Lower Besley Farmhouse is a Grade II listed building in the Mid Devon local planning authority area, England. First listed on 17 March 1988. Farmhouse. 3 related planning applications.
Lower Besley Farmhouse
- WRENN ID
- over-mullion-moon
- Grade
- II
- Local Planning Authority
- Mid Devon
- Country
- England
- Date first listed
- 17 March 1988
- Type
- Farmhouse
- Source
- Historic England listing
Description
Lower Besley Farmhouse is a farmhouse of mid to late 16th-century date, possibly with earlier origins, substantially improved in the late 16th and 17th centuries, with some 19th and 20th-century modernisation. The building is constructed of plastered cob on stone rubble footings, with stone rubble stacks and chimneyshafts, and an asbestos slate roof (formerly thatched).

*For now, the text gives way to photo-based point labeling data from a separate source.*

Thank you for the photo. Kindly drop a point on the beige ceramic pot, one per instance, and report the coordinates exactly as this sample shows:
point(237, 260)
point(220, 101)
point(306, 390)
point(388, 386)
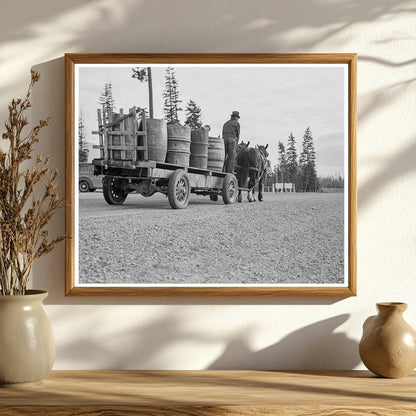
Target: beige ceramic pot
point(388, 344)
point(27, 347)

The house follows a five-room-and-through-passage plan, facing south. The eastern end contains a former service kitchen with a gable-end stack. Adjoining this is a small unheated room, originally perhaps a dairy but now used as a bathroom. On the far side of the passage stands the hall, with its stack backing onto the passage. At the upper end of the hall is another small unheated room, and beyond that the western end room with a gable-end stack, possibly originally a parlour. A single-storey unheated service room projects at right angles in front, overlapping this end room. The passage rear doorway is now blocked, and a gabled stair turret projects to the rear. The roof is inaccessible, but the building's layout and evidence suggest it was originally an open hall house, with the hall open to the roof and heated by an open hearth. The hall was floored over in the late 16th or early 17th century, when the service end was refurbished as a kitchen and the left end parlour was added.
The house is two storeys with a single-storey 20th-century extension to the rear. The south-facing front is irregular, with four windows of various 19th and 20th-century casements with glazing bars. The passage front doorway contains an old studded plank door behind a 20th-century gabled porch. The roof is gable-ended.
The interior retains significant 16th and 17th-century fabric beneath 19th and 20th-century modernisation. All fireplaces are now blocked. At least two oak plank-and-muntin screens are plastered over, one on the lower side of the passage and another at the upper end of the hall; a third may exist between the former dairy and kitchen. The kitchen has a chamfered cross beam with lambstongue stops and remnants of a mid to late 17th-century moulded plaster cornice. The stair turret is 17th century or earlier, though it now contains a 20th-century stair. The hall features a fine late 16th to early 17th-century nine-panel ceiling of deeply chamfered intersecting beams. The inner room contains a mid-16th-century half beam, chamfered with pyramid stops. Between this and the end room stands the former end solid wall. The end room has an axial beam with deep hollow chamfers, and further beams are papered over, including a jowl-headed post in the rear wall. A side-pegged jointed cruck is visible over the hall. Considerable 16th and 17th-century fabric remains hidden; care should be taken during any building works to avoid disturbing early features.